Giotto donne ainsi plus de vérité à la représentation picturale. La Renaissance artistique du 15e siècle en Italie et en Flandre doit beaucoup à ce fils de paysan génial qui bouleverse l’art du 14e siècle. Jusqu’au 19e siècle, l’art de peindre poursuivra le sillon tracé par Giotto en perfectionnant sans cesse la représentation. L’impressionnisme mettra un terme à cette belle aventure et en proposera une autre : évoquer par l’image la perception singulière de l’artiste.
Giotto fut l’un des premiers artistes à traiter la scène Noli me tangere. En observant deux opus espacés d’une quinzaine d’années, une certaine évolution de l’artiste transparaît.
Giotto. Noli me tangere (1304-06)
Fresque, 200 × 185 cm, Chapelle Scrovegni, Padoue.
Giotto. Noli me tangere (v. 1320)
Fresque, Basilique Saint-François d'Assise, église inférieure.
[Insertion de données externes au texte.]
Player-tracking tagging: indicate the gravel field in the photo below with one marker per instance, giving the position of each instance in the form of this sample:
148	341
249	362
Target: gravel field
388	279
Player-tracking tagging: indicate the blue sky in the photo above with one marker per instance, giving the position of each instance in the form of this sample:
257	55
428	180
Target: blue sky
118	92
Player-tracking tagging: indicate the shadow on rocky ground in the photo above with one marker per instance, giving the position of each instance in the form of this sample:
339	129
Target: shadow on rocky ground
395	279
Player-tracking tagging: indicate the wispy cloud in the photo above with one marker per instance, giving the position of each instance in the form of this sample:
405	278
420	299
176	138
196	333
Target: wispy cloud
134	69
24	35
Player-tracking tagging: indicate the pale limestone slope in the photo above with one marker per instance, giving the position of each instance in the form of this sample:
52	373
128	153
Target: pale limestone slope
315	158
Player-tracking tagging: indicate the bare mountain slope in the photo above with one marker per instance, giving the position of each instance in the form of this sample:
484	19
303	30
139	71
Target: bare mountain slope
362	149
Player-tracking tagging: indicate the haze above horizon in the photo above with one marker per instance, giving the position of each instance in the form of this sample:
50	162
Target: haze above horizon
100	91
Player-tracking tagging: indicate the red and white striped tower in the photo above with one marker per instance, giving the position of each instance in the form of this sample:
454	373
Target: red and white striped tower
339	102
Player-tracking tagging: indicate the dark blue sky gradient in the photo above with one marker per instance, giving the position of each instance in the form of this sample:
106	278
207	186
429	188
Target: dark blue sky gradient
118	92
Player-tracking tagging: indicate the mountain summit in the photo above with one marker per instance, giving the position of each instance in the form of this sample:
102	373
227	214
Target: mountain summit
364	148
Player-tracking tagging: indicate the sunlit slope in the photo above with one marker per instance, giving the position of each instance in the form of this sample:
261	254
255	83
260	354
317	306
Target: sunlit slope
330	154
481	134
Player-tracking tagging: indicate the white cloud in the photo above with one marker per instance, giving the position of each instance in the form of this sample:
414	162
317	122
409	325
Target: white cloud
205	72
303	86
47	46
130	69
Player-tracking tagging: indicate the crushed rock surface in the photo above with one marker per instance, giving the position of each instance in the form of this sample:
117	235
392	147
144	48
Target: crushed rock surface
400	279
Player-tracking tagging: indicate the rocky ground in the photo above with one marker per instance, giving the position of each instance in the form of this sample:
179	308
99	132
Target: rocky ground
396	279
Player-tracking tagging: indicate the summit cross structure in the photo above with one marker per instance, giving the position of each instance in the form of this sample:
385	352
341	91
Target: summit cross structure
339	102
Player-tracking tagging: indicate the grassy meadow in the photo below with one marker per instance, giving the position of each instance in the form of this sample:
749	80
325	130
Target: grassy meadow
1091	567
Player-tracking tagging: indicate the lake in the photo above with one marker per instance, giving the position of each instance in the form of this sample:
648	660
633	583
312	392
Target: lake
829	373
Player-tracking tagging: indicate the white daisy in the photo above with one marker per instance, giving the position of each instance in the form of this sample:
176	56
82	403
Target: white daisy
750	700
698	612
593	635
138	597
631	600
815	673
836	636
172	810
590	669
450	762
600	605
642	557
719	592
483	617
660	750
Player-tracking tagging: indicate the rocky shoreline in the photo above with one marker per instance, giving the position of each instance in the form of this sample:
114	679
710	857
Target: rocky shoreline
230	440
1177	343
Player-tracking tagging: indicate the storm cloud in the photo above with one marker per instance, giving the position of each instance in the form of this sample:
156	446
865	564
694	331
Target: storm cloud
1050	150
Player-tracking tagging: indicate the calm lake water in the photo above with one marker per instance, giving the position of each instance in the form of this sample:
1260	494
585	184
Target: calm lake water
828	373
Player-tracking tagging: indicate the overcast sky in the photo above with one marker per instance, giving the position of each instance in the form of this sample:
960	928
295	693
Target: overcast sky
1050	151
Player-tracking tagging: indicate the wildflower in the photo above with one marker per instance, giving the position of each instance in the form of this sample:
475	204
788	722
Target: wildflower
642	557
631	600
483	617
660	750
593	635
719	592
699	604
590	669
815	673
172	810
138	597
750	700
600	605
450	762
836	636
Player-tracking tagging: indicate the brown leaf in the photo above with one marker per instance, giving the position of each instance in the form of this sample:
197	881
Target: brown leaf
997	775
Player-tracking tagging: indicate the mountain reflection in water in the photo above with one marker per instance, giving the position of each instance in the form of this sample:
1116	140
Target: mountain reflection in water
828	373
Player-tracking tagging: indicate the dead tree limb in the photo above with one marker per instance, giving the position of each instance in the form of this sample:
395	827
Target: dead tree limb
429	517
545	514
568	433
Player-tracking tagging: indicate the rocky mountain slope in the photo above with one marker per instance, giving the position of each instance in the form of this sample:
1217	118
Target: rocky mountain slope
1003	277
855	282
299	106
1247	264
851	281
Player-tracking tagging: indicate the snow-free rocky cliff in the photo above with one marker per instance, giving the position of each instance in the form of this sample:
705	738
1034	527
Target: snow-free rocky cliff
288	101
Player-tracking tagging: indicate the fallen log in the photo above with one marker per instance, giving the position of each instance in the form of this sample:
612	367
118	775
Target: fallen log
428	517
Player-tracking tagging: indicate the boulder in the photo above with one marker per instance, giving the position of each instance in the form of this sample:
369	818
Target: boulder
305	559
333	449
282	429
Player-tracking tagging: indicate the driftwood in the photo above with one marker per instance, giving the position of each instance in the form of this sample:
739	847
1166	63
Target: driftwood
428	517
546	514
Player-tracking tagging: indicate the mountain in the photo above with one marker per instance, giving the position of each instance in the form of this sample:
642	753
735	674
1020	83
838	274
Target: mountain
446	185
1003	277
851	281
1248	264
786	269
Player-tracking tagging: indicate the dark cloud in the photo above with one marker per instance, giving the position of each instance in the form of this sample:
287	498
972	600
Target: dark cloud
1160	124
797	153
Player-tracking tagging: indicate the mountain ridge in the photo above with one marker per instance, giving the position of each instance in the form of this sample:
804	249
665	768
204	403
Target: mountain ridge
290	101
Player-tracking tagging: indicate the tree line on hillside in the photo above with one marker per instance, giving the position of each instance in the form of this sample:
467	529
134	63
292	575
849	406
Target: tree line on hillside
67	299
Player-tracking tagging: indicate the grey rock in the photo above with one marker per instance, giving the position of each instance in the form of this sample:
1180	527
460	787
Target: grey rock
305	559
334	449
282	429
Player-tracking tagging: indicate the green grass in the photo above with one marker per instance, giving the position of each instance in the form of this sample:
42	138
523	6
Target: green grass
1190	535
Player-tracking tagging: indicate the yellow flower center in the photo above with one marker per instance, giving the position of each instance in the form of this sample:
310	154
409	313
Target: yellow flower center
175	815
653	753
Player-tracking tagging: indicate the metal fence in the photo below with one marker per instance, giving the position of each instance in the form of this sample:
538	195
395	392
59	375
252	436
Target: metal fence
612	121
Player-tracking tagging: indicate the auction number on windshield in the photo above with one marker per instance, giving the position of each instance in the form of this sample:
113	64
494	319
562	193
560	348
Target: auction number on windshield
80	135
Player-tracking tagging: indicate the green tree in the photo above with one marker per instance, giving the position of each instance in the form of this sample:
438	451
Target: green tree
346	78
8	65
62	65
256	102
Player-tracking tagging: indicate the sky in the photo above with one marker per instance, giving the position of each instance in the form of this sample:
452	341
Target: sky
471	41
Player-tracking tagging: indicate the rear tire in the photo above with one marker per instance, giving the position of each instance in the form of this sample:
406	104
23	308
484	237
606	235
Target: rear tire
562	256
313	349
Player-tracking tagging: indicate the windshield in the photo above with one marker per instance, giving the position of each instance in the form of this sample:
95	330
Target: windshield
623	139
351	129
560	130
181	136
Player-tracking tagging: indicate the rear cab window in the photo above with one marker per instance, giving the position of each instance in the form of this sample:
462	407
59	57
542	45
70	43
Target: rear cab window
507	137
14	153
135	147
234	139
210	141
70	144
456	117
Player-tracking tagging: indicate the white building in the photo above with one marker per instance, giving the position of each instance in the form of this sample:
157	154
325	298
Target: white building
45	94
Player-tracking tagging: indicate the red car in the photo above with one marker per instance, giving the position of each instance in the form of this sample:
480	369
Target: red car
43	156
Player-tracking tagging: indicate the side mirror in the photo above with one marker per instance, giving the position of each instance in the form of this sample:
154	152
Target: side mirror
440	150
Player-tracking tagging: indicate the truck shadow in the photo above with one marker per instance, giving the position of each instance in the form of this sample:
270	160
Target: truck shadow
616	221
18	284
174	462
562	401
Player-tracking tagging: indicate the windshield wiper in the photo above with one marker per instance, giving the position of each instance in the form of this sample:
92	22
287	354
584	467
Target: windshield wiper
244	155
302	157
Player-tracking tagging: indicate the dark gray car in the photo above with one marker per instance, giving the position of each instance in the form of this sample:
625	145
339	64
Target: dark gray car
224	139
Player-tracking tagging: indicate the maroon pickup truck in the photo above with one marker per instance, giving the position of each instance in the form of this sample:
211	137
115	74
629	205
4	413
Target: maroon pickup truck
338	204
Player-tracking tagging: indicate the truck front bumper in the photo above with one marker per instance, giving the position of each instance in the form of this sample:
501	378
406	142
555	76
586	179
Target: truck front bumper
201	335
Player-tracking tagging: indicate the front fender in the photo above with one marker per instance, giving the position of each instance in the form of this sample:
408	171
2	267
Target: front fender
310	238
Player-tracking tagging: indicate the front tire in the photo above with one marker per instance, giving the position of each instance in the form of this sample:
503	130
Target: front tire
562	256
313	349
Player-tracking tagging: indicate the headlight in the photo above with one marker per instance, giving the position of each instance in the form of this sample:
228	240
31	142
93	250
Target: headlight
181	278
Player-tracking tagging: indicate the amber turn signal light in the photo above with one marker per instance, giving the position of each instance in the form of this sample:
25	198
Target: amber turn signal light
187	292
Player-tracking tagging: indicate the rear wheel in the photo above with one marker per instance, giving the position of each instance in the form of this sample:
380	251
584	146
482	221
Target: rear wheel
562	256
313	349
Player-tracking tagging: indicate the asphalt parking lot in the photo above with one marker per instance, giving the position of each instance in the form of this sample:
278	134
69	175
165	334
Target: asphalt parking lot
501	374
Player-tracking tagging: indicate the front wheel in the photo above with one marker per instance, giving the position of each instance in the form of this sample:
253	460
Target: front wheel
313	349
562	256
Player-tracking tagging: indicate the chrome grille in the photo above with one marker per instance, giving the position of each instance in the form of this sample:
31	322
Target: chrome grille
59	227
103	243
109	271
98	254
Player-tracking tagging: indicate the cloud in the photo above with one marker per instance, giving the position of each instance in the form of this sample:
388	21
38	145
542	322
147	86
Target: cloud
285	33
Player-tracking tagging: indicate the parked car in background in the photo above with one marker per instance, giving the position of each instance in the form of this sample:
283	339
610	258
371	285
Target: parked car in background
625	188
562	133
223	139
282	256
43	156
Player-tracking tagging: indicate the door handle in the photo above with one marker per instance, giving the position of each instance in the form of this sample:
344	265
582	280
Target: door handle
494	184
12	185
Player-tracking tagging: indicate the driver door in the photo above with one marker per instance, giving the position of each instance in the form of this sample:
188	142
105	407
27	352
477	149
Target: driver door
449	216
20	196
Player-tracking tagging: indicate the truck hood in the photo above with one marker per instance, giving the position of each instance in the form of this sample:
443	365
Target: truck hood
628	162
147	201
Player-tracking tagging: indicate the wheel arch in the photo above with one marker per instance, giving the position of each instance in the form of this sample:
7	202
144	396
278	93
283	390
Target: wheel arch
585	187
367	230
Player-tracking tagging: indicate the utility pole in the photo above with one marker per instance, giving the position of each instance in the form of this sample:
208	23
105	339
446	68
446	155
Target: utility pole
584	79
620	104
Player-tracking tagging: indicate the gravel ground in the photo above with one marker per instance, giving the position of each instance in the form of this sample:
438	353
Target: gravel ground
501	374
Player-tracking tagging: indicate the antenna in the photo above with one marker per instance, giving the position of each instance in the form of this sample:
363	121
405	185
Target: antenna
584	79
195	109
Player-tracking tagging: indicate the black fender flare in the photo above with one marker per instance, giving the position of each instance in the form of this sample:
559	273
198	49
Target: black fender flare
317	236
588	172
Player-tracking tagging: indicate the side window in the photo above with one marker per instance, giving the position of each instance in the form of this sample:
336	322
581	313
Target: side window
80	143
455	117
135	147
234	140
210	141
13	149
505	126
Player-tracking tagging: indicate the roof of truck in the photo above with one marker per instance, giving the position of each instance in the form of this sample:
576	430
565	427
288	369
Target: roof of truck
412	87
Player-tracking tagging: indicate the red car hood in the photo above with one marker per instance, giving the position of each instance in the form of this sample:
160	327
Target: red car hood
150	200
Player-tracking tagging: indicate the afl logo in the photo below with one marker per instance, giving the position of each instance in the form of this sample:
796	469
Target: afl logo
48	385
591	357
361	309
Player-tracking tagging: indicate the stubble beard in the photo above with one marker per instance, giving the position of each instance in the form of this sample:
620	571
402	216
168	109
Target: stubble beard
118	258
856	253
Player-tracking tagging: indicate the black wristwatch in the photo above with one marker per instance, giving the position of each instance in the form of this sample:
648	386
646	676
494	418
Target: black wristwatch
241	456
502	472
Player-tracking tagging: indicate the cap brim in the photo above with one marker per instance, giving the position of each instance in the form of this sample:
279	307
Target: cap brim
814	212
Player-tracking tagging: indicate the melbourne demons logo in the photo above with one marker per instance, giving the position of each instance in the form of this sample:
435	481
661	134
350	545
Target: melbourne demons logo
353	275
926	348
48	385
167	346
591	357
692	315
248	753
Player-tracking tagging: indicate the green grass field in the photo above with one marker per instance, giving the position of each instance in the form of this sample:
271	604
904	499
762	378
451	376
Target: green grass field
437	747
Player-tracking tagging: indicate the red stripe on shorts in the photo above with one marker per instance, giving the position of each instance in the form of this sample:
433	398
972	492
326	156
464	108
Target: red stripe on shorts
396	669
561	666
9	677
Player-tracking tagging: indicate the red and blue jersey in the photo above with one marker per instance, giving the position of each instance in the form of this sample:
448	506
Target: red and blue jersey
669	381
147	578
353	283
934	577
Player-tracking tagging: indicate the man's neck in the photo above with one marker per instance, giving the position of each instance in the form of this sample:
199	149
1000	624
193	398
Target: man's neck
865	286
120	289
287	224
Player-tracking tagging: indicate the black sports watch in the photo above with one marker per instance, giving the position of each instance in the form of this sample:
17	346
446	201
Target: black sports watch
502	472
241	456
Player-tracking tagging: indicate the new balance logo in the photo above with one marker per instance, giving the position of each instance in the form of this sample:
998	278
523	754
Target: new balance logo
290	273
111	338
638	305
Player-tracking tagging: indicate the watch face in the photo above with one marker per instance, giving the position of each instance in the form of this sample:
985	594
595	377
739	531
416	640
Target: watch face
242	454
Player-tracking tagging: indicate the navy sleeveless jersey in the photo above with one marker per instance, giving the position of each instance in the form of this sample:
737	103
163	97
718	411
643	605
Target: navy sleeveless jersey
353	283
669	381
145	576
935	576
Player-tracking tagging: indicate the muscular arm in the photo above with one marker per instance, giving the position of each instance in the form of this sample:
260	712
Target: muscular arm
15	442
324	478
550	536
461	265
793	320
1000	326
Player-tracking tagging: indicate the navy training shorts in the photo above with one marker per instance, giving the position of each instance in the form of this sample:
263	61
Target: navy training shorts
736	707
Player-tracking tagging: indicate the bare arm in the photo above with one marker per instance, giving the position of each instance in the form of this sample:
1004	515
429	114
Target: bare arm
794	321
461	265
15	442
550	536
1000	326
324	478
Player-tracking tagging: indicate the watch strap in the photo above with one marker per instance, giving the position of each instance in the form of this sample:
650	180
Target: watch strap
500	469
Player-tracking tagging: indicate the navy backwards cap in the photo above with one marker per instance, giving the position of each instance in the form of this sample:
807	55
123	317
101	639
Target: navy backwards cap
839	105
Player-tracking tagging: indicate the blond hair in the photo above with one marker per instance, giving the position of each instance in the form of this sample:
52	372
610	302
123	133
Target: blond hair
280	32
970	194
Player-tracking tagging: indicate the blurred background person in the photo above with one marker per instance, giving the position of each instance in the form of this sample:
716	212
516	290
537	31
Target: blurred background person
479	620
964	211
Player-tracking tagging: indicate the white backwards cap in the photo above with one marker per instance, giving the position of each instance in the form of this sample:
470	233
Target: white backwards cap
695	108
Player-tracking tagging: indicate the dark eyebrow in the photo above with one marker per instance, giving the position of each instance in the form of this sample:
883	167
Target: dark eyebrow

L’épisode biblique Noli me tangere
La tradition chrétienne relate l’épisode Noli me tangere (Ne me touche pas ou encore Ne me retiens pas) de la façon suivante. Le dimanche de Pâques, c'est-à-dire trois jours après la crucifixion, Marie-Madeleine (Marie de Magdala), disciple de Jésus, se rend au tombeau du Christ afin de se recueillir. Elle se penche à l’intérieur du tombeau et s’aperçoit que le corps de Jésus a disparu. A sa place, se trouvent deux anges vêtus de blanc qui lui demandent : « Femme, pourquoi pleures-tu ? ». Marie-Madeleine répond : « Parce qu’on a enlevé mon Seigneur, et je ne sais pas où on l’a mis. » A ce moment, Marie-Madeleine se retourne et voit un homme qu’elle prend pour un jardinier car il a une bêche sur l’épaule. L’homme dit : « Marie ! » et elle répond : « Maître ! ». Alors Jésus lui dit : « Ne me touche pas, car je ne suis pas encore monté vers le Père. Mais va trouver mes frères et dis-leur : "Je monte vers mon Père et votre Père, vers mon Dieu et votre Dieu". » (Évangile selon saint Jean, chapitre 20, versets 11 à 18)
Analyse comparative des deux œuvres
Giotto a choisi de représenter le moment où Jésus prononce les paroles Noli me tangere, souvent commentées par les exégètes de la Bible, et parfois de façon savante. Mais leur signification première est assez évidente. La vie terrestre du Christ est achevée. N’étant pas un homme ordinaire, mais le fils de Dieu, sa résurrection lui permet de prononcer ces dernières paroles indiquant qu’il reste présent. Marie-Madeleine ne doit pas le retenir car il n’appartient plus au monde des vivants. Elle doit aller prévenir les disciples que le Christ est monté auprès de son Père, leur Dieu.
La structure globale des deux compositions est identique. A gauche, deux anges sont assis sur le tombeau du Christ ouvert. Il vient de ressusciter. A droite, Marie-Madeleine à genoux implore le Christ, mais celui-ci l’arrête d’un geste de la main en prononçant les paroles : « Noli me tangere ». Un paysage rocheux avec quelques éléments schématiques de végétation constitue l’arrière-plan. Le ciel d’un bleu profond représente la moitié de la surface sur la fresque de Padoue (1304), environ un tiers sur la fresque d’Assise (1320). La tête des personnages sacrés est entourée d’un nimbe, disque de lumière permettant de les distinguer des humains.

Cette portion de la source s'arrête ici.